Dask Partitions or Delayed in a NLP Stanza preocess

76 views Asked by At

I´m working over a NLP process with Stanza. Stanza takes a long time to run the NLP process and I understand that my problem is quite partitionable.

I use these libraries

pip install stanza
import stanza
stanza.download('es')
nlp = stanza.Pipeline(lang='es')
import pandas as pd
import dask.dataframe as dd
import dask
import datetime

I have the following function

data_text = pd.DataFrame({'text': ["hola mi nombre es juancito y dedico mucho tiempo de mi día a estudiar. Gracias a Dios me gustan mucho las matematicas y las ciencias naturales. Este es un mensaje de ejemplo.",
                                   "hola mi nombre es juancito y dedico mucho tiempo de mi día a estudiar. Gracias a Dios me gustan mucho las matematicas y las ciencias naturales. Este es un mensaje de ejemplo.",
                                   "hola mi nombre es juancito y dedico mucho tiempo de mi día a estudiar. Gracias a Dios me gustan mucho las matematicas y las ciencias naturales. Este es un mensaje de ejemplo.",
                                   "hola mi nombre es juancito y dedico mucho tiempo de mi día a estudiar. Gracias a Dios me gustan mucho las matematicas y las ciencias naturales. Este es un mensaje de ejemplo.",
                                   "hola mi nombre es juancito y dedico mucho tiempo de mi día a estudiar. Gracias a Dios me gustan mucho las matematicas y las ciencias naturales. Este es un mensaje de ejemplo.",
                                   "hola mi nombre es juancito y dedico mucho tiempo de mi día a estudiar. Gracias a Dios me gustan mucho las matematicas y las ciencias naturales. Este es un mensaje de ejemplo."]})
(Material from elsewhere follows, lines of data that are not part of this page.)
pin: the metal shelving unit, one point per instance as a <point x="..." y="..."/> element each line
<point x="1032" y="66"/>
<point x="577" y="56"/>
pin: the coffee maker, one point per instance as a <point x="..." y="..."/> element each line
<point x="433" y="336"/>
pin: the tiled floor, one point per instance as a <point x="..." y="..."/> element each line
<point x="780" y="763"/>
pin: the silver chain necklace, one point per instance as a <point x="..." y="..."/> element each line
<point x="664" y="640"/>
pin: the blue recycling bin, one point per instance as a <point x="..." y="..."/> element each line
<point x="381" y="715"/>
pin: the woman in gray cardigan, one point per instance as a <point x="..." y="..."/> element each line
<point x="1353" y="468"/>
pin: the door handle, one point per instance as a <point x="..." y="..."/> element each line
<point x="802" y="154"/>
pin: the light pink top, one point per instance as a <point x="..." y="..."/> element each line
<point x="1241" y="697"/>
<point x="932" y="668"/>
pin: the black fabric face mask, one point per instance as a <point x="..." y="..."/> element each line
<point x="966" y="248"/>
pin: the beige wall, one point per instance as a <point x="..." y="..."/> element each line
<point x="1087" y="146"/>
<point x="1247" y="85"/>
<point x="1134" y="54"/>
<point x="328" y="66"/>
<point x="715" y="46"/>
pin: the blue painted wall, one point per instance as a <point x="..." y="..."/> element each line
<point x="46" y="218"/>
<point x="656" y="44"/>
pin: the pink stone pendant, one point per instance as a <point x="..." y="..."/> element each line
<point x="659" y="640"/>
def concept_const_func(data_text_inp):
  beginning = datetime.datetime.now()

  # Data
  data_text_func = data_text_inp.reset_index(drop=True)

  # Consolidation
  df_tw_out = pd.DataFrame({'tw': ["drop"]})
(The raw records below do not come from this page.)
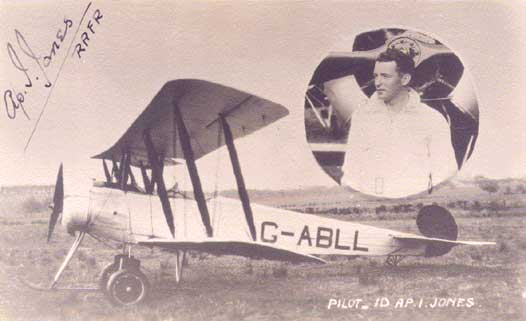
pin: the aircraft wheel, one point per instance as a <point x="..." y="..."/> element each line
<point x="127" y="287"/>
<point x="105" y="275"/>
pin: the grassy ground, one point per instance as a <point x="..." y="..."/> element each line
<point x="234" y="288"/>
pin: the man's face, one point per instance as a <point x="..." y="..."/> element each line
<point x="388" y="81"/>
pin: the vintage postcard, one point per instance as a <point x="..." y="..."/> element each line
<point x="262" y="160"/>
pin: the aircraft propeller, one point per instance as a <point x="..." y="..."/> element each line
<point x="58" y="202"/>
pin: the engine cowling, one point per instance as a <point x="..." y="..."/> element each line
<point x="437" y="222"/>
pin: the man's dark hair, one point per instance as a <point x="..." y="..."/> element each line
<point x="404" y="63"/>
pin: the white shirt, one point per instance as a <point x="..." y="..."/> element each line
<point x="397" y="154"/>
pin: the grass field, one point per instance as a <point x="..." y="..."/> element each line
<point x="492" y="278"/>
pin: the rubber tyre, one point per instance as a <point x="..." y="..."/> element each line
<point x="127" y="287"/>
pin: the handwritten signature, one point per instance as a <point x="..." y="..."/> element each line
<point x="35" y="67"/>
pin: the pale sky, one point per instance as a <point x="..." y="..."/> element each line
<point x="265" y="48"/>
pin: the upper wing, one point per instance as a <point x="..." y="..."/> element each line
<point x="247" y="249"/>
<point x="200" y="103"/>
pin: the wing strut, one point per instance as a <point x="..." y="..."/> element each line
<point x="148" y="185"/>
<point x="157" y="177"/>
<point x="241" y="188"/>
<point x="106" y="171"/>
<point x="186" y="146"/>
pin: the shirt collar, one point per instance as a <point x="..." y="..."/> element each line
<point x="412" y="103"/>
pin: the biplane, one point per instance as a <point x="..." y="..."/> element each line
<point x="185" y="121"/>
<point x="343" y="79"/>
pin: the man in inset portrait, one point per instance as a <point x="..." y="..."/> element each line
<point x="397" y="146"/>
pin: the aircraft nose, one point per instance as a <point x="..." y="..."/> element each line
<point x="75" y="214"/>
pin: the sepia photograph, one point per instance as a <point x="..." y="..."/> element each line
<point x="260" y="160"/>
<point x="369" y="114"/>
  for i in range(0,len(data_text_func)):
    # Text
    tweet_test = data_text_func["text"][i]

    # NLP
    doc_review = nlp(tweet_test)

    # Principales Definiciones
    print(i)
    for sent in doc_review.sentences:
        for dep in sent.dependencies:
            if dep[1] == 'nsubj':
              df_tw_aux = pd.DataFrame({"tw" : [dep[0].text + " " + dep[2].text]})
              df_tw_out = pd.concat([df_tw_out, df_tw_aux])
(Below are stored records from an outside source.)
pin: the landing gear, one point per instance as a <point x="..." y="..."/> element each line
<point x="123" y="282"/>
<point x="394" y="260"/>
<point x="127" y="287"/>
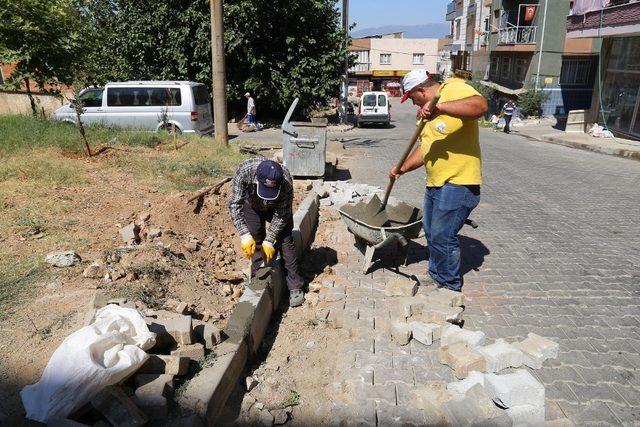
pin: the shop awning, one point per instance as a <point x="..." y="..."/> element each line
<point x="503" y="89"/>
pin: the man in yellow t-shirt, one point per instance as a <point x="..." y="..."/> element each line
<point x="450" y="152"/>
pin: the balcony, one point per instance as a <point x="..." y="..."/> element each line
<point x="360" y="67"/>
<point x="618" y="19"/>
<point x="452" y="12"/>
<point x="517" y="35"/>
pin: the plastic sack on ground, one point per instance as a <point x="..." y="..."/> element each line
<point x="94" y="357"/>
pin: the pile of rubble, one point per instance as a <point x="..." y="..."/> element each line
<point x="514" y="398"/>
<point x="183" y="346"/>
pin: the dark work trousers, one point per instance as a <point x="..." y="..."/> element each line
<point x="507" y="121"/>
<point x="256" y="222"/>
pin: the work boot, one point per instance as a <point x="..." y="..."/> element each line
<point x="296" y="297"/>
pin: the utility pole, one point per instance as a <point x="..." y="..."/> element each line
<point x="344" y="90"/>
<point x="218" y="71"/>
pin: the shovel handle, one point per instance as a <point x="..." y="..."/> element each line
<point x="408" y="150"/>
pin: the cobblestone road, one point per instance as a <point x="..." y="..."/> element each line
<point x="557" y="253"/>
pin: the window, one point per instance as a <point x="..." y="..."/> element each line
<point x="505" y="67"/>
<point x="369" y="100"/>
<point x="92" y="98"/>
<point x="495" y="63"/>
<point x="575" y="72"/>
<point x="521" y="69"/>
<point x="143" y="97"/>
  ending = datetime.datetime.now()
  print(ending-beginning)
  return df_tw_out

When i run the code with pandas or dask delayed i get the same result in terms of execution time.

# Just Pandas
df_pd = concept_const_func(data_text)

# Dask Delayes
df_dd = dask.delayed(concept_const_func)(data_text)
df_dd.compute()

I also tried to solve it with a map_partition() but couldn't get it to work correctly.Mainly because the most time-consuming part of the code is the NLP() and I can't figure out how to use the DASK partition for this process that needs to input a str.

Can anyone think of an alternative to solve the problem (reduce the execution times of that code by partitioning the NLP())?

Thank you!

2

There are 2 answers

0
Guillaume EB On

I understand you're trying to apply a computation row-wise of an input dataframe. In this case, in order to parallelize with Dask, you should do something like:

def nlp_apply(row):
    # Text
    tweet_test = row["text"]

    # NLP
    doc_review = nlp(tweet_test)

    # Principales Definiciones
    for sent in doc_review.sentences:
        for dep in sent.dependencies:
            if dep[1] == 'nsubj':
              df_tw_aux = pd.DataFrame({"tw" : [dep[0].text + " " + dep[2].text]})

    return df_tw_aux

res = ddf.apply(nlp_apply, axis=1).compute()

There is probably some things to modify about the return result of the nlp_apply function.

In order to parallelize correctly, you'll also need to chunk the dask dataframe appropriately (with several partitions, https://docs.dask.org/en/stable/dataframe-create.html), and you'll may need to use another Dask scheduler than the default one (https://docs.dask.org/en/stable/scheduling.html).

0
John R On

Your issue stems from the fact that you are creating a one-partition dask dataframe, which is essentially a pandas dataframe.

You should read your data into a dask dataframe and use the npartitions keyword argument to create an appropriate number of partitions on which dask can parallelize your function.

Delayed not needed here. Map partitions should work fine.